Uptime consultants will carry out the assessment over the course of a week or so. During that time, Traver expects some flaws will be found and fixed, and the process should educate the in-house staff to a level where they can self-assess to stay online until the next audit: “It will be like going for your annual physical.”
Uptime plans to cover what happens in the event of a failure, perhaps helping the provider define a degraded service level, which should help in aligning expectations with what can be delivered.
So has the cloud changed everything? Actually no, says Newcombe. It is just making visible a gap between customer assumptions and reality which has always existed in conventional data centers.
For instance, a data center which promises 99.95 percent uptime or “four nines” might imply the site will be down for less than 0.05 percent of the year - about four hours. However, Newcombe points out: “Your outsourced provider might well be entitled to take a couple of hours every Sunday.” Over a year this would massively outweigh the 0.05 percent allowed for unplanned outages - and would also probably be longer than outages in cloud services over that time.

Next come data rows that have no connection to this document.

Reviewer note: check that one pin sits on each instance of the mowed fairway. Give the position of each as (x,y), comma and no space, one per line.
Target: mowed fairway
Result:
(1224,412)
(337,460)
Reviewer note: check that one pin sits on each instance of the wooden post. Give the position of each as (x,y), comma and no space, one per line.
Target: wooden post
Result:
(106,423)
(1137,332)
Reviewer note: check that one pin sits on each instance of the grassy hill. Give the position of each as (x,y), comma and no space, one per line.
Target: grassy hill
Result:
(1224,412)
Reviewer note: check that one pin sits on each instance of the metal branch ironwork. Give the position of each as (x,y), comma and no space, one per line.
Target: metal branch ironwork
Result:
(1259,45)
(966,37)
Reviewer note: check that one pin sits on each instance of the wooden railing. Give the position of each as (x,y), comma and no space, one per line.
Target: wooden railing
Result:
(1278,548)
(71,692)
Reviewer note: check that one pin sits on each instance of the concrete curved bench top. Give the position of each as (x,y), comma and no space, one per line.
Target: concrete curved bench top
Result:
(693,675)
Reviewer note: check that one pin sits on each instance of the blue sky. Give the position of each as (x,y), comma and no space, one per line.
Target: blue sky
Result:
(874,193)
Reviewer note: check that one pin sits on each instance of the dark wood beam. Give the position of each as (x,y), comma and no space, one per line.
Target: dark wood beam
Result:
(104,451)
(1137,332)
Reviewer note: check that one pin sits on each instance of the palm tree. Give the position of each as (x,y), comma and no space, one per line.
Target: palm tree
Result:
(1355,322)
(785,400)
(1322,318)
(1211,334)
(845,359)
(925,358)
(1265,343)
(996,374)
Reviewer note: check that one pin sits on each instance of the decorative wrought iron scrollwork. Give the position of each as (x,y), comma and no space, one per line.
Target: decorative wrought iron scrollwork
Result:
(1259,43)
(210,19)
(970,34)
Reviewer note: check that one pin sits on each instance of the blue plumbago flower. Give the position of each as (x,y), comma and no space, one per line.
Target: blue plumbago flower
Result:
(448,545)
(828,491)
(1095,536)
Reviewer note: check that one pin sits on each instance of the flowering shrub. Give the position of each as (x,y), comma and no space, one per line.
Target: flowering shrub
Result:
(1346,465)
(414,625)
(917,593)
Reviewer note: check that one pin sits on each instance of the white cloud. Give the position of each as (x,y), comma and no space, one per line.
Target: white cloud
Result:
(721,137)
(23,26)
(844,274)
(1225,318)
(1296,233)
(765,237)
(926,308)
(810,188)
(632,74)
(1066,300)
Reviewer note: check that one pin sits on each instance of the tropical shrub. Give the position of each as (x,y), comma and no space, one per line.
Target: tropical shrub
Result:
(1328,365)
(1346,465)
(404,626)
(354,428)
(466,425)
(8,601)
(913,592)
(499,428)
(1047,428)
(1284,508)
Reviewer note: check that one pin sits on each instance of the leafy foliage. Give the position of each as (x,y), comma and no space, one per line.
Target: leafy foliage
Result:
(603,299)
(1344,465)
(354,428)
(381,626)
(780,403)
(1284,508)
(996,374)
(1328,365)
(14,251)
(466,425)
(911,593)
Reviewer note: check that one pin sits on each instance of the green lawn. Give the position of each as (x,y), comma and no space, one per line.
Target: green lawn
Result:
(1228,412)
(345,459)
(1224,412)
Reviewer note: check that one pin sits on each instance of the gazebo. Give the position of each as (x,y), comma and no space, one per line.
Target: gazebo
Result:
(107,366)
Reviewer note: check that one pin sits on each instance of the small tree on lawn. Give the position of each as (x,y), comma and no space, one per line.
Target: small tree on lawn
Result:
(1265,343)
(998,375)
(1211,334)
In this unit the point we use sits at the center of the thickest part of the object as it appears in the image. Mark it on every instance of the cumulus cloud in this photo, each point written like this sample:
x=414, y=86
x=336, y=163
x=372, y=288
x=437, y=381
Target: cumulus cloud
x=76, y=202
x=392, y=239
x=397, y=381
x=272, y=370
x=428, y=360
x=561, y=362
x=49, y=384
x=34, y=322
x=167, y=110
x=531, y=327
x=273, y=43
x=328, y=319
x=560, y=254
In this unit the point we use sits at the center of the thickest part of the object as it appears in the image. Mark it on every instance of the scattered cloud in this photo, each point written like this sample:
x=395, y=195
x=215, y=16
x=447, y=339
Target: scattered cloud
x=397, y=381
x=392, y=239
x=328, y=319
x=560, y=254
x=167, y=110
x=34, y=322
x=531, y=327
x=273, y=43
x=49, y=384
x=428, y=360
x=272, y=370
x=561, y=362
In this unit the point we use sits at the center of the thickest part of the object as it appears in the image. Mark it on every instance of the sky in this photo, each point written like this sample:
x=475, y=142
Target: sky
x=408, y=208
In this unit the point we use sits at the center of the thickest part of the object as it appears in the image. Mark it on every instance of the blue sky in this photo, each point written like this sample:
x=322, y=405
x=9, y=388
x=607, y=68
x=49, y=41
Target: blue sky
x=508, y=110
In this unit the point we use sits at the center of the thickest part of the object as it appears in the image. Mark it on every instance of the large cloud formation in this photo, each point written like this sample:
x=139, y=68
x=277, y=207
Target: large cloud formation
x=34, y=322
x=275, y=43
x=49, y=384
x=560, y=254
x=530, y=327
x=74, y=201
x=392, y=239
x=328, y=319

Bringing this issue to the surface could benefit everyone, because the techniques used in web service design are available, to some extent, to all. When services have been broken up, the architect should be able to decide how critical each part of the service is, how important is the data it produces, and how vital its availability really is.
Marketing retweets may be expendable, but paid transactions are not. The data in the payroll system is crucial, but it only needs to be continuously available for a short period when the wages are being calculated.
More fundamentally, firms are relying on legacy applications which are simply not written in a way which is compatible with the cloud, or with modern microservice architectures. “Legacy apps should have been rewritten that way in the ‘90s, but they weren’t,” Newcombe says.
Such apps can be run fairly well in legacy data centers, but they can’t be migrated into the cloud in a stable way. Breaking those applications up and moving them to web services will be fantastically complex. And while it may be tempting to blame this crisis on the cloud, the real culprit is the inertia which has left those legacy applications in use.
“We need to have apps which are fault isolating and degrade gracefully,” Newcombe says. “That is an entire discipline that people like Netflix have got right, and other people have got wrong.”
In the end, the cloud model is inevitable, and users and businesses must adapt to it. In doing so, users will be changing one set of risks and threats for a different set of risks - and hopefully increasing their awareness in the process.
“If you already own your own data center it’s an extraordinarily cheap resource if you can run it,” Newcombe adds. It’s also the best place to keep legacy applications like SAP which are designed to run there.
The in-house data center will continue to be popular with companies wanting control of customer data, either because of measures like Europe’s GDPR, or simply because they just like to have control.
Cloud infrastructure will be more open and usable, and - if done correctly - the cloud model can match or exceed the reliability of over-complicated enterprise data centers.
Whichever way you move, the important thing will be to understand the trade-offs you are making.